How to Make Business Connections (and More Helpful Networking Advice)

If you’re interested in hearing more business networking advice, I have a few tips to share. They’re practices that have worked for me over the years. They’ll work for you — even if you’re working from a home office and doing everything online or over the phone. Let’s dive in:

1. Recognize that networking and selling are different. When you’re adding someone to your network, remember that there’s an honor code between you and the other person. You shouldn’t try to get in his or her pocket, attempting to glean something for nothing. It’s wrong to have a hidden agenda or focus only on yourself.

So how can you stop your sales side from taking over? Use your ears. I always tell people that I’ve grown old enough to listen. If you stop talking and start truly taking in what your peer is saying, you’ll construct a genuine foundation.

2. Lead with a helpful attitude and meaningful purpose. Whenever possible, commit a random act of kindness for people in your circle of influence. Find something you can do for them, such as introducing them to new connections or giving them sage counsel. Don’t just turn to your network when you need something — because they’ll withdraw.

Along these same lines, be clear with yourself on your purpose for bringing people into your network. Do you want to learn about their industries? Do their preferred hobbies fascinate you? Do you think that you might one day want to go into business together? The clearer you are on why you’re building networking connections, the more you’ll give to and get from the experiences.
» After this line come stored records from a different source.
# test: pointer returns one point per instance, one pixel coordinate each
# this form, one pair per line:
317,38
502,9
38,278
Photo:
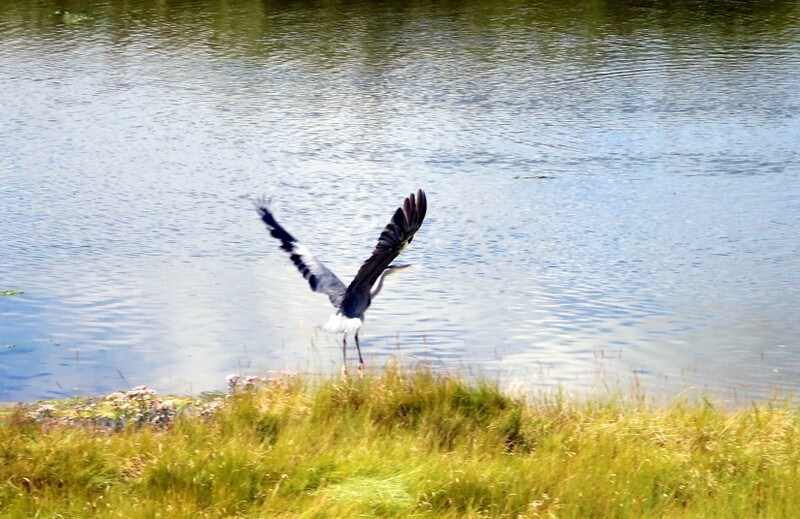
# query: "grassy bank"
397,444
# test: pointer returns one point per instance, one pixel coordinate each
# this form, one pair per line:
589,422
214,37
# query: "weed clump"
394,444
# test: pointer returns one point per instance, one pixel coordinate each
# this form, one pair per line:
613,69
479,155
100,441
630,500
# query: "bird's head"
392,269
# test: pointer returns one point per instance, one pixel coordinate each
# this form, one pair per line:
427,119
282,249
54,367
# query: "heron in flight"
352,301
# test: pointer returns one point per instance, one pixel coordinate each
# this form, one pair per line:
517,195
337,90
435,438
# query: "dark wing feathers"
318,276
395,236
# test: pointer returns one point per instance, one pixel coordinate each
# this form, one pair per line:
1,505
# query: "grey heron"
352,301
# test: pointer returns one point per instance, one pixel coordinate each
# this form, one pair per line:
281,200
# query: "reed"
398,443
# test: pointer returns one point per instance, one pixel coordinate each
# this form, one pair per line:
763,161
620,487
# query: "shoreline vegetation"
397,443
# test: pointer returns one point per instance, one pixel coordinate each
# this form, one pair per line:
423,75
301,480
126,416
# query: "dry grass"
396,444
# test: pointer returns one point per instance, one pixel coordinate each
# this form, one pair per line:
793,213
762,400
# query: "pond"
613,191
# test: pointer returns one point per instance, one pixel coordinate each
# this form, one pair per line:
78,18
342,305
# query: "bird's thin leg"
360,360
344,356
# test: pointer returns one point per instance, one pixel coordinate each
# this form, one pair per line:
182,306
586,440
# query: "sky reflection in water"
611,195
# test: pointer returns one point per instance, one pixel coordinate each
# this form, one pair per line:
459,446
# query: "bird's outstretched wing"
319,277
395,236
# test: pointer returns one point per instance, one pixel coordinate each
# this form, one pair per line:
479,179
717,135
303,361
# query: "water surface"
614,190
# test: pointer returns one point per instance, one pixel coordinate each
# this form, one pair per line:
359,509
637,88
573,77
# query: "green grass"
398,444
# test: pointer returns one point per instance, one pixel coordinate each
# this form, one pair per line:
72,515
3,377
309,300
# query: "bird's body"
352,301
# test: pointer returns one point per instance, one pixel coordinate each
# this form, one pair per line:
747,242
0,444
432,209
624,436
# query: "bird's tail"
337,323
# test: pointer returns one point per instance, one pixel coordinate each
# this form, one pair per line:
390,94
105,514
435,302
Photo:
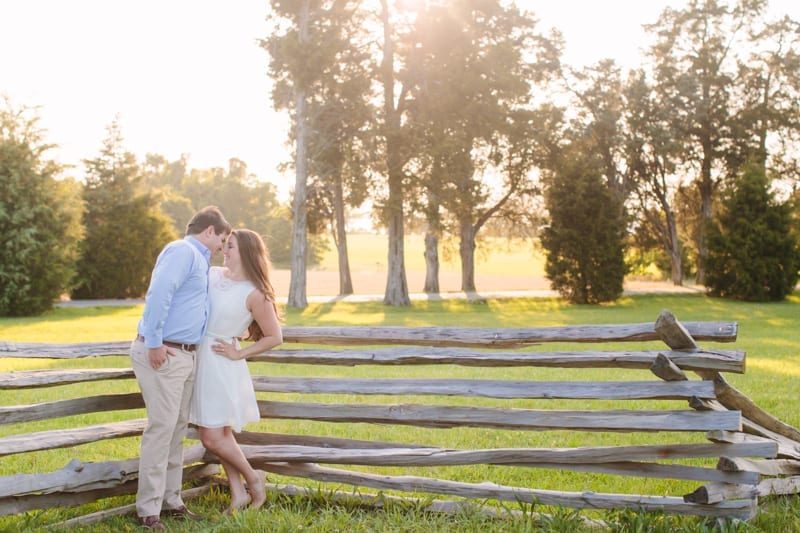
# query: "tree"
695,69
123,233
40,218
584,243
340,138
306,48
753,249
652,157
470,73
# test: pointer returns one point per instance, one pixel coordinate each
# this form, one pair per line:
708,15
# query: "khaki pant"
167,393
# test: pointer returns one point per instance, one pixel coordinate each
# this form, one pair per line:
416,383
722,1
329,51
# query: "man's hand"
158,356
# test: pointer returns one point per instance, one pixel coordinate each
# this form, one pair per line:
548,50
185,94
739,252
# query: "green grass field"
766,332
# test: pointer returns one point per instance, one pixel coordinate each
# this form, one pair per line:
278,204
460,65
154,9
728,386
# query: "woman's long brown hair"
256,265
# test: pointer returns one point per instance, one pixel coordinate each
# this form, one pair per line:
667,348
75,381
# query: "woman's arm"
266,315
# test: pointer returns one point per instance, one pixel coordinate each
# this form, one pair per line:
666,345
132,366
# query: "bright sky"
187,76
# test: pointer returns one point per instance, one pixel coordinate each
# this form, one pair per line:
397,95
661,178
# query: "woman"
242,297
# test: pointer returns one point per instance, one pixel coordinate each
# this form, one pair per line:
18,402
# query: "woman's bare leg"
223,444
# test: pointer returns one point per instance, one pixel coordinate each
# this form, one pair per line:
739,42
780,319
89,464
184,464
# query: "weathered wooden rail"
757,455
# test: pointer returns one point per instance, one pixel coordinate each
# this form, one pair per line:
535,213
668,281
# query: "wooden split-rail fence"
755,454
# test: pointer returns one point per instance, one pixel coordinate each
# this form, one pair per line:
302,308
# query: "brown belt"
179,345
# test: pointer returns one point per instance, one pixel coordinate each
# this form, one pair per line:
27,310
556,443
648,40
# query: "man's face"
216,241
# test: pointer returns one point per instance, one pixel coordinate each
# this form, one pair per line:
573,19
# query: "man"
162,356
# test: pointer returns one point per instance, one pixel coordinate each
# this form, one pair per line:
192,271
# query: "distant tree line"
460,115
99,238
460,119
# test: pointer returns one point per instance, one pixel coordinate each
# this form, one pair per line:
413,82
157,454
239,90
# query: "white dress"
223,389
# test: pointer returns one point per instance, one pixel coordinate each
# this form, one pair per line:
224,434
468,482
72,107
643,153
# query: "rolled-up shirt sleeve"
173,267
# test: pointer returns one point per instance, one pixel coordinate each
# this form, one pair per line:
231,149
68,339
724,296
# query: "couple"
190,366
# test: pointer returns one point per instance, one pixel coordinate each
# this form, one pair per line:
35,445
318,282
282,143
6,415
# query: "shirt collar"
200,246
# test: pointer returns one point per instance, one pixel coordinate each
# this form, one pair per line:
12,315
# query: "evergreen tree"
124,234
584,242
753,248
40,219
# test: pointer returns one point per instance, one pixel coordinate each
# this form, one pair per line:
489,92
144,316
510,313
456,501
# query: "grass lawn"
767,332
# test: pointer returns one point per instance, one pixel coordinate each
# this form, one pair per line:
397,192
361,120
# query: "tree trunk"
431,262
340,236
297,285
396,283
466,249
674,249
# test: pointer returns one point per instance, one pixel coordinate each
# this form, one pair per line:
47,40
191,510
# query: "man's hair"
208,216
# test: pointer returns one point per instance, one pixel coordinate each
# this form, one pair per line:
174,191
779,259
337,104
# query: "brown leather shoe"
152,522
181,512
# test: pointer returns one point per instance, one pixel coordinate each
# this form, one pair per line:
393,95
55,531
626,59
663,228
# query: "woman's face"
230,251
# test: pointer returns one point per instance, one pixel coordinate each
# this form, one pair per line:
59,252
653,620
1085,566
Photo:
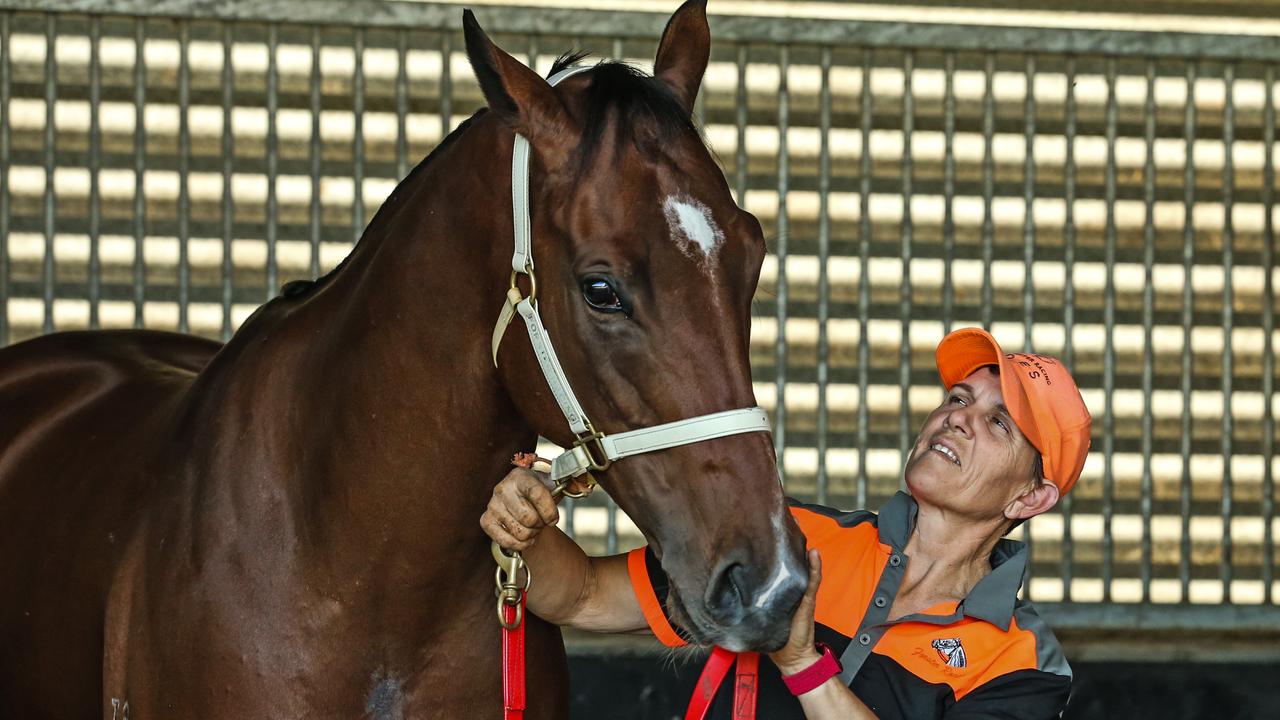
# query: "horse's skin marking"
691,226
782,573
385,700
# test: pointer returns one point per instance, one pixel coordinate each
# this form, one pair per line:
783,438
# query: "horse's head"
645,270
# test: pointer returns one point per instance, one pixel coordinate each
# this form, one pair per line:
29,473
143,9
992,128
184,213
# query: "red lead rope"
713,675
513,662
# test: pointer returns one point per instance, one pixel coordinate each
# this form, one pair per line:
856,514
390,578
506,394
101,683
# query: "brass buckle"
533,283
594,437
561,488
508,589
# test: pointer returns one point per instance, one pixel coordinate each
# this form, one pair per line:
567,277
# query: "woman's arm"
831,700
568,587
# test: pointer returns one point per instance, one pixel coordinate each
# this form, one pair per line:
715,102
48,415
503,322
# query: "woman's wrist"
800,661
804,678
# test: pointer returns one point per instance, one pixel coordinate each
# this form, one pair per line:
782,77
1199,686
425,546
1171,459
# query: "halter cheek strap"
593,450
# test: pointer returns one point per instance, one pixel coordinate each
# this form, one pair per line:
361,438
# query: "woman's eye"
600,295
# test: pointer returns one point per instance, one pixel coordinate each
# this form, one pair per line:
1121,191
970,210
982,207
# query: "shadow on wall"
647,688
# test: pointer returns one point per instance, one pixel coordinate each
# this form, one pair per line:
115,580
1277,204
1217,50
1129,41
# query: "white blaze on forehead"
784,572
691,226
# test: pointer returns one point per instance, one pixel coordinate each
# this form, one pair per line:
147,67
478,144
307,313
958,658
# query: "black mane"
643,106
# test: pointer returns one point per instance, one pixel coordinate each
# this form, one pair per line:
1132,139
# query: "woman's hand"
800,652
520,509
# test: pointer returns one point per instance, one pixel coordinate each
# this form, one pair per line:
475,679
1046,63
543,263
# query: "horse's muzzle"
753,606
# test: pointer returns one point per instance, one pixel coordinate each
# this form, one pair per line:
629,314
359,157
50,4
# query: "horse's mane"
634,98
645,110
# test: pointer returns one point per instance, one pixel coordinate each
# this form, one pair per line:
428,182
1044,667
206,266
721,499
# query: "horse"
286,525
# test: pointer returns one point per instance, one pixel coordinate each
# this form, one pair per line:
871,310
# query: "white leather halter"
583,458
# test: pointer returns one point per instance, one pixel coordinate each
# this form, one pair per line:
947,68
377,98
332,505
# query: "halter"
592,449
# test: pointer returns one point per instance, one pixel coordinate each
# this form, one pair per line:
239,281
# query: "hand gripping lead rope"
592,450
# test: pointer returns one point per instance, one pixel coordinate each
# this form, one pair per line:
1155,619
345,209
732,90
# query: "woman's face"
970,458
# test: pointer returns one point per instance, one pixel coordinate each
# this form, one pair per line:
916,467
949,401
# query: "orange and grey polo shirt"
987,656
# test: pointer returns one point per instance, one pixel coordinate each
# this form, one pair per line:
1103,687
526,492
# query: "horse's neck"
370,409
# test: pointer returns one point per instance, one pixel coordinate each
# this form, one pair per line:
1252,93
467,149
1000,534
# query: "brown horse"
286,525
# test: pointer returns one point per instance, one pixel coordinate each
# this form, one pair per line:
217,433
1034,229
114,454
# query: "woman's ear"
684,51
1040,499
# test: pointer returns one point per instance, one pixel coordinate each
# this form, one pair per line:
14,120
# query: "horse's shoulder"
112,347
103,359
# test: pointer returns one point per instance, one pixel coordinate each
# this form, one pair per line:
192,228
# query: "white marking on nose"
691,226
780,575
784,572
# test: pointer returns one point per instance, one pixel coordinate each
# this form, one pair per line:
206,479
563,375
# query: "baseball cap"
1040,393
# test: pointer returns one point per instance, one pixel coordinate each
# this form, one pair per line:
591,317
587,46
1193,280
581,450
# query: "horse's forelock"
640,105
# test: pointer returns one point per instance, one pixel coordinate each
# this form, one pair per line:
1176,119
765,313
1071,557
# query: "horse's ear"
684,51
511,89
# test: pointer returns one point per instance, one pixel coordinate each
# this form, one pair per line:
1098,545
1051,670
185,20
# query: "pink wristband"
816,674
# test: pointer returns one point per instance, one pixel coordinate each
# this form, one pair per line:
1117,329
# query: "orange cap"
1040,393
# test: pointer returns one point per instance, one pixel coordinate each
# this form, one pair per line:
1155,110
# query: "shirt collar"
993,597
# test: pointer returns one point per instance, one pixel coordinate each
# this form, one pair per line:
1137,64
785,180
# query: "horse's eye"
600,295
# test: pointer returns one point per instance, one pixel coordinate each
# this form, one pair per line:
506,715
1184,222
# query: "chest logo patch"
950,651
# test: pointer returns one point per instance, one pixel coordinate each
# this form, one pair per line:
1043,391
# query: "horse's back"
81,415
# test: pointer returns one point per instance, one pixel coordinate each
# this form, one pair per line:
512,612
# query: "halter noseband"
592,449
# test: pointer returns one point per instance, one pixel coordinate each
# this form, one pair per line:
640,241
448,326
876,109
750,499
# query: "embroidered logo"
951,651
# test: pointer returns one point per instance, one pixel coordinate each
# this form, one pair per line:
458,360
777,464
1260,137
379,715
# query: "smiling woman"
919,602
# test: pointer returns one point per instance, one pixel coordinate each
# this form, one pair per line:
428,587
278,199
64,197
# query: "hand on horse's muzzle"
520,509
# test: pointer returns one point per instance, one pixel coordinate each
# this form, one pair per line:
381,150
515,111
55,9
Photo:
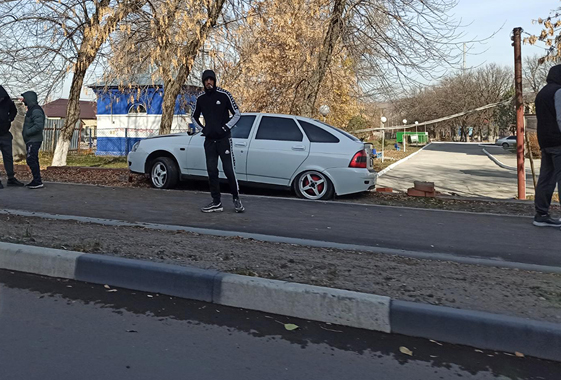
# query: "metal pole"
383,140
519,113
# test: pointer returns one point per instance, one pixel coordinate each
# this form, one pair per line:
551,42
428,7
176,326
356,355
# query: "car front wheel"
164,173
313,185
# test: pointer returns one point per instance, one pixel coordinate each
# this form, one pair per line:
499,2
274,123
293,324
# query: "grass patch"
84,160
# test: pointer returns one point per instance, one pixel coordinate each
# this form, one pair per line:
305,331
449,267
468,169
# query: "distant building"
125,116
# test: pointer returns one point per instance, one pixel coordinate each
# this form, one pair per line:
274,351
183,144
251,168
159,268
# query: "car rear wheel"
313,185
164,173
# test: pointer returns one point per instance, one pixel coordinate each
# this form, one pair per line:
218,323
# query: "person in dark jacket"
33,136
216,105
8,113
548,113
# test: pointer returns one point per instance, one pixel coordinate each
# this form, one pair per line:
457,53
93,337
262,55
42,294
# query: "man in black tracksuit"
8,112
548,113
216,105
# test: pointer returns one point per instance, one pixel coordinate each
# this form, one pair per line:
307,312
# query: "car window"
279,129
243,127
317,134
340,131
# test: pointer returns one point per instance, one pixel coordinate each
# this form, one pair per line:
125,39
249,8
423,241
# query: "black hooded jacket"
547,113
216,105
8,112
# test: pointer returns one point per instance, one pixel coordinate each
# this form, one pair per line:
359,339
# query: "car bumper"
351,180
136,162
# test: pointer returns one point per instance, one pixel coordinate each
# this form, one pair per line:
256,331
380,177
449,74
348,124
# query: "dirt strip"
507,291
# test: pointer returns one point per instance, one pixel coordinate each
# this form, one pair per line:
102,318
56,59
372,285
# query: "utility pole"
464,70
516,38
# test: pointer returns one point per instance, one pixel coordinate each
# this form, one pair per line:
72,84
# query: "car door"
195,155
277,150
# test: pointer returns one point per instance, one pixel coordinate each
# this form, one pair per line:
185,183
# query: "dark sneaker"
238,206
35,185
546,221
14,182
213,207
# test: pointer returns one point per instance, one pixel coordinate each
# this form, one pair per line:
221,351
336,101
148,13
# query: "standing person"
33,136
216,105
548,113
8,113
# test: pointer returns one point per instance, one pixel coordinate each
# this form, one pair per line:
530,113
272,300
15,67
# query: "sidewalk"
506,238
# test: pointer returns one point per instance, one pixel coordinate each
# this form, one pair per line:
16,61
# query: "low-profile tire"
313,185
164,173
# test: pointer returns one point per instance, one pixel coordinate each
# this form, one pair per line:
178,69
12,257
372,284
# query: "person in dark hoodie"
33,136
548,113
216,105
8,113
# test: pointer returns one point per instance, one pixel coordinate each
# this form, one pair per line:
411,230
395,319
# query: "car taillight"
359,160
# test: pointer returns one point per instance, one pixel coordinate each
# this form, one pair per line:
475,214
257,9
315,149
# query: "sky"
494,21
490,21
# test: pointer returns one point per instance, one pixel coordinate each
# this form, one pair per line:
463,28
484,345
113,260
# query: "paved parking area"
461,169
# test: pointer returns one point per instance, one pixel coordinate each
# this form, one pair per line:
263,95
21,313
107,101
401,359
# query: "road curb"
384,171
354,309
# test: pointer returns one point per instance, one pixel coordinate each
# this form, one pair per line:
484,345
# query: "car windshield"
340,131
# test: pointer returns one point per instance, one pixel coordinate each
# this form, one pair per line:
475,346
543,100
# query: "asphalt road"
58,329
461,169
465,234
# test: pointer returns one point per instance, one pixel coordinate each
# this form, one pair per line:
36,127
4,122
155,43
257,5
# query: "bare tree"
390,41
164,39
60,37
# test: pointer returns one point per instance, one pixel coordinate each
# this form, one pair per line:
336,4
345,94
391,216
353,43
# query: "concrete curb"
384,171
354,309
441,256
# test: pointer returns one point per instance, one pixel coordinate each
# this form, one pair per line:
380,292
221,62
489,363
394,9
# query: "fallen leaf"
290,326
406,351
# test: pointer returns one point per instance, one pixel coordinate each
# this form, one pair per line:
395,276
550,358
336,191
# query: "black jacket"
549,130
216,105
34,119
8,112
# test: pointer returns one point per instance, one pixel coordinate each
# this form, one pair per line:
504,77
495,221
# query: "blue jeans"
33,159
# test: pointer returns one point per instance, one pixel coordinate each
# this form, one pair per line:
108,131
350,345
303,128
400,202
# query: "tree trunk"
72,117
172,86
334,32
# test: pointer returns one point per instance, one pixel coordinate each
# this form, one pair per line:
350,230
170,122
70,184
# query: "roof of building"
58,108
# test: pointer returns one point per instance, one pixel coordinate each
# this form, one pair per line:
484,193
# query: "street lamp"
403,137
383,119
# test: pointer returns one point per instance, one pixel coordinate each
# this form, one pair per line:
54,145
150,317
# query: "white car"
507,142
312,158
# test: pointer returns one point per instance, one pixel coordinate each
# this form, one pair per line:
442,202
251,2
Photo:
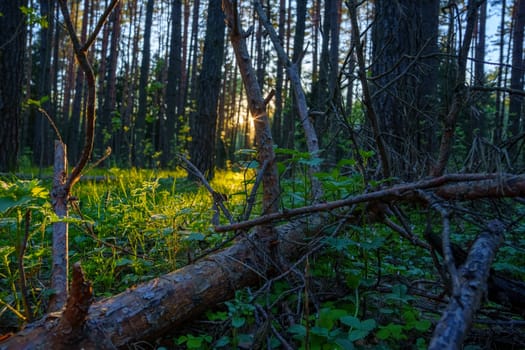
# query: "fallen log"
152,308
459,314
502,290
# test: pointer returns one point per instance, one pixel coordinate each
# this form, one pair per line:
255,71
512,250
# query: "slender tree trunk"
12,54
518,68
203,123
405,87
498,130
257,107
42,137
173,115
142,136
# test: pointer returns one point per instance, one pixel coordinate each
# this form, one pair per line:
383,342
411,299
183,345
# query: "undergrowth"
361,285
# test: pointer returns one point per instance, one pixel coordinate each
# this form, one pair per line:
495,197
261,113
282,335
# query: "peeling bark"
152,308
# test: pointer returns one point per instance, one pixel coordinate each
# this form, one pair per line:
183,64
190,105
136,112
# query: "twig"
508,185
21,269
251,198
445,237
367,98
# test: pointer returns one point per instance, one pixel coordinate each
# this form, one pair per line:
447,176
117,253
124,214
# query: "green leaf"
196,236
222,341
297,329
327,316
238,322
423,325
357,334
351,321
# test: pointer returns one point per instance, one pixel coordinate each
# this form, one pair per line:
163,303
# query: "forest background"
157,94
396,91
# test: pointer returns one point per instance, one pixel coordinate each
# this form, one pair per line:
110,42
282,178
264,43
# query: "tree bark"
150,309
203,123
12,52
59,200
142,136
457,318
518,67
257,107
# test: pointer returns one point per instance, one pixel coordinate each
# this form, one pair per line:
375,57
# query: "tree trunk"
142,136
12,53
257,107
59,200
457,318
405,87
518,68
152,308
203,123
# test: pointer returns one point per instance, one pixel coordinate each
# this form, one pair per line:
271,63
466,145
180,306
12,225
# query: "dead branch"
152,308
312,142
457,318
257,106
449,187
449,122
367,98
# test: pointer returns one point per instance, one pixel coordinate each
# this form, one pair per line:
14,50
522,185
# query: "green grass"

3. Practice artful, thoughtful networking. You’re about to contact someone on LinkedIn to set up an appointment. Now’s the perfect time to put on your thinking hat and find ways to go the extra mile. Why? To be perfectly truthful, no one’s going to jump through hoops to chit-chat with a stranger or a casual acquaintance.

Therefore, make it easy to get together by setting up a time that works for the other person on his or her preferred platform (right now, that’ll likely be Zoom or FaceTime). Put all the meeting planning responsibilities in your court so the person can just show up.

Knowing how to build a strong network carries with it so many positives. You feel more empowered to take risks. You know you can always get a second opinion from reliable sources. You have the chance to share your gifts. And you never have to go through anything — including COVID-19 or suddenly being forced to work from your dining room table — completely alone.